= Weather or No =

Comic opera by Bertram Luard-Selby, Adrian Ross and William Beach

Weather or No is a one-act comic opera, styled a "musical duologue", by Bertram Luard-Selby with a libretto by Adrian Ross and William Beach. It was produced at the Savoy Theatre from 10 August 1896 to 17 February 1897 as a companion piece to The Mikado, and from 2 March 1897 to 24 April 1897 with His Majesty, for a total of 209 performances.

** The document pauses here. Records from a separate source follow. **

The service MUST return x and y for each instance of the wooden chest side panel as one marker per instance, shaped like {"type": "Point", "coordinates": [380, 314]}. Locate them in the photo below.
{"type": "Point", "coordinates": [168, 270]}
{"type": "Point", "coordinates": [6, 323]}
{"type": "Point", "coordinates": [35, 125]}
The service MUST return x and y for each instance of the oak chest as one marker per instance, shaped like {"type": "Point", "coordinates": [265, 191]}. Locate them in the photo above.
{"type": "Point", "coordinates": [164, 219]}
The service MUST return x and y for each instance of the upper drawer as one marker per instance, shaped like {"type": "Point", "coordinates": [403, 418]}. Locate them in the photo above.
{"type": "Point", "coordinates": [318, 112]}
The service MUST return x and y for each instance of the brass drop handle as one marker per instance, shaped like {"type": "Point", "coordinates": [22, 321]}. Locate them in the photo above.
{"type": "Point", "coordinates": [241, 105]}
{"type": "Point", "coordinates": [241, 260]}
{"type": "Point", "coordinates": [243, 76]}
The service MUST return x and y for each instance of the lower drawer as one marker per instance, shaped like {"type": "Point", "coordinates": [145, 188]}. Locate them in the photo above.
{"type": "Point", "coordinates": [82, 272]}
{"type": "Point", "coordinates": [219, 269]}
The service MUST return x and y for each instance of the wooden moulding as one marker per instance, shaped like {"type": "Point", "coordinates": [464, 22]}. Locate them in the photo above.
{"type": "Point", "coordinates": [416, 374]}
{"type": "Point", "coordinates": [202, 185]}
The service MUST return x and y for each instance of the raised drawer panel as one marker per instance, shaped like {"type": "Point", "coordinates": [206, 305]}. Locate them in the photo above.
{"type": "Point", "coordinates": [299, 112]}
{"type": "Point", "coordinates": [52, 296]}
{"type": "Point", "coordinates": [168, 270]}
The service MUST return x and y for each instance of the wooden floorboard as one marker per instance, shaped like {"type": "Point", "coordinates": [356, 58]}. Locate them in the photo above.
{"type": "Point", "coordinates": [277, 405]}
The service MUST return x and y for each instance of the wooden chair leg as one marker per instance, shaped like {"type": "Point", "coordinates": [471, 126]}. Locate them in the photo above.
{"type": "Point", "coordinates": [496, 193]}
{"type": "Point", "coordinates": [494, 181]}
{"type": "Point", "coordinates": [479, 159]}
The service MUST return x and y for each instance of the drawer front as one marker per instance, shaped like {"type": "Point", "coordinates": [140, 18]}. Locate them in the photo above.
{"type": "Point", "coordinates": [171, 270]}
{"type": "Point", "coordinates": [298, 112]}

Copies of the libretto and the vocal score (published in 1896 by J. Williams) are found in British Library. There are five musical numbers, including three duets and a solo for each character.

==Background==
When the Gilbert and Sullivan partnership disbanded after the production of The Gondoliers in 1889, impresario Richard D'Oyly Carte filled the Savoy Theatre with a combination of new works and revivals of the Gilbert and Sullivan operas. The fashion in the late Victorian era was to present long evenings in the theatre, and so producer Richard D'Oyly Carte preceded his Savoy operas with curtain raisers. W. J. MacQueen-Pope commented, concerning such curtain raisers:
This was a one-act play, seen only by the early comers. It would play to empty boxes, half-empty upper circle, to a gradually filling stalls and dress circle, but to an attentive, grateful and appreciative pit and gallery. Often these plays were little gems. They deserved much better treatment than they got, but those who saw them delighted in them. ... [They] served to give young actors and actresses a chance to win their spurs ... the stalls and the boxes lost much by missing the curtain-raiser, but to them dinner was more important.

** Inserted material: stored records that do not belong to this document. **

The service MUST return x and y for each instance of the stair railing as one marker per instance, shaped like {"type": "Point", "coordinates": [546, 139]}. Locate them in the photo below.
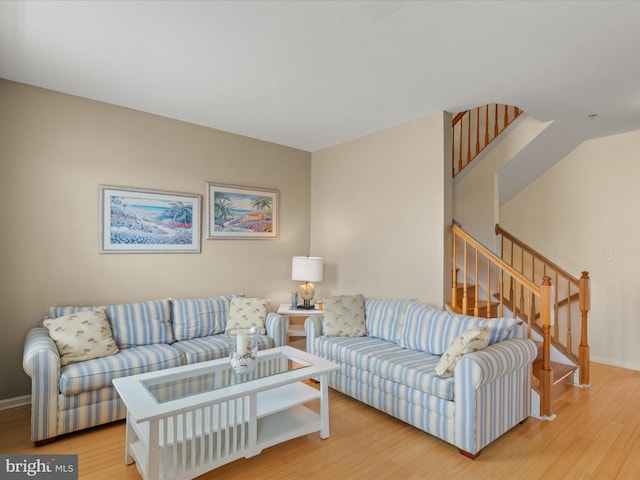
{"type": "Point", "coordinates": [475, 129]}
{"type": "Point", "coordinates": [477, 265]}
{"type": "Point", "coordinates": [571, 302]}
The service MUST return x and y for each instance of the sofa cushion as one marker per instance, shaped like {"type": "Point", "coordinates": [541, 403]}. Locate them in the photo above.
{"type": "Point", "coordinates": [132, 324]}
{"type": "Point", "coordinates": [432, 331]}
{"type": "Point", "coordinates": [344, 316]}
{"type": "Point", "coordinates": [247, 313]}
{"type": "Point", "coordinates": [212, 347]}
{"type": "Point", "coordinates": [386, 360]}
{"type": "Point", "coordinates": [99, 372]}
{"type": "Point", "coordinates": [384, 318]}
{"type": "Point", "coordinates": [200, 317]}
{"type": "Point", "coordinates": [82, 336]}
{"type": "Point", "coordinates": [472, 340]}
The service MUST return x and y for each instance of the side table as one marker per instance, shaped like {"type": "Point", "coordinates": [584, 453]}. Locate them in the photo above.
{"type": "Point", "coordinates": [296, 329]}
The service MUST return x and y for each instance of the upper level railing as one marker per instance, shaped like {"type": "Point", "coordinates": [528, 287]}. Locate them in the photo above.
{"type": "Point", "coordinates": [475, 129]}
{"type": "Point", "coordinates": [476, 266]}
{"type": "Point", "coordinates": [571, 300]}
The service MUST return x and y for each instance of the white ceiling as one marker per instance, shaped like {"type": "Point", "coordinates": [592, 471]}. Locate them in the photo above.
{"type": "Point", "coordinates": [310, 74]}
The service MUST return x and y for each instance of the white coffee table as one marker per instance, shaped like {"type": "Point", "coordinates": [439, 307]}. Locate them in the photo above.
{"type": "Point", "coordinates": [185, 421]}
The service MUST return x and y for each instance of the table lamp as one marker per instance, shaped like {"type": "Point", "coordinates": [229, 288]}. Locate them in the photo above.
{"type": "Point", "coordinates": [306, 269]}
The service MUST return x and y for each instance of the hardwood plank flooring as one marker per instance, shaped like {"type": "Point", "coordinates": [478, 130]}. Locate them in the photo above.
{"type": "Point", "coordinates": [596, 435]}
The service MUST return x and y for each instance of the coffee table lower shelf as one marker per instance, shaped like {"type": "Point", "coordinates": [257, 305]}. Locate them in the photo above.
{"type": "Point", "coordinates": [194, 443]}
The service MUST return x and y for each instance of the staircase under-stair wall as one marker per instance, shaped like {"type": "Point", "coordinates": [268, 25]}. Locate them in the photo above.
{"type": "Point", "coordinates": [496, 274]}
{"type": "Point", "coordinates": [488, 285]}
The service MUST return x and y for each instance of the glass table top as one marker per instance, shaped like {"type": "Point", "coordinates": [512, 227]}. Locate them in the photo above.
{"type": "Point", "coordinates": [212, 377]}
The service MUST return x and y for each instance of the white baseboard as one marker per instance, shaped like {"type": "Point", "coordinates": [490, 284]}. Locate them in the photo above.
{"type": "Point", "coordinates": [8, 403]}
{"type": "Point", "coordinates": [615, 363]}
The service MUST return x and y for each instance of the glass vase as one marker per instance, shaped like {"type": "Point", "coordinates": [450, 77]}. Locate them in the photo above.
{"type": "Point", "coordinates": [243, 348]}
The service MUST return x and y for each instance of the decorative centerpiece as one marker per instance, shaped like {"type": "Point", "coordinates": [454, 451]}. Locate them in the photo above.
{"type": "Point", "coordinates": [243, 348]}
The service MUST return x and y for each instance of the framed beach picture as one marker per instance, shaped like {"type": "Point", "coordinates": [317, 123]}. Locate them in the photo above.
{"type": "Point", "coordinates": [235, 212]}
{"type": "Point", "coordinates": [134, 220]}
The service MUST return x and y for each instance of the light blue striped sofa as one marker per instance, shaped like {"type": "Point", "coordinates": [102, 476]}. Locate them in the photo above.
{"type": "Point", "coordinates": [392, 369]}
{"type": "Point", "coordinates": [150, 336]}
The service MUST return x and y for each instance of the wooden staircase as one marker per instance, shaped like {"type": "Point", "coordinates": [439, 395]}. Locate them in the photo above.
{"type": "Point", "coordinates": [562, 373]}
{"type": "Point", "coordinates": [486, 285]}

One of the writers of Weather or No, Adrian Ross, would go on to become one of the most prolific and successful lyricists of Edwardian musical comedies.

==Synopsis==
The story concerns two figures who come in and out of a toy weather house according to whether it is wet or dry, and so they cannot meet. Nevertheless, the couple fall in love and eventually wrench themselves away from their supports so that they may be together.

==Cast information==
The original cast was:
- She. Emmie Owen for the first week, then Beatrice Perry
- He. Scott Russell

==Critical reception==
A review in The Musical Times of 1 September 1896 stated,

The book, by Messrs. Adrian Ross and W. Beach, is bright and smartly written, and the music, by Mr. B. Luard Selby, is graceful, refined, and by no means lacking in point and humour. The characters, impersonated with fair success by Miss Emmie Owen and Mr. Scott Russell, are the "He" and "She" of a toy weatherhouse, who emerge alternately from their respective doors in obedience to the vagaries of our fitful climate. The funny little couple fall in love, but find courtship so difficult under the circumstances that they wrench themselves away from their supports and leave the weather to take care of itself. The trifle will be welcome to those who require pieces suitable for private theatricals.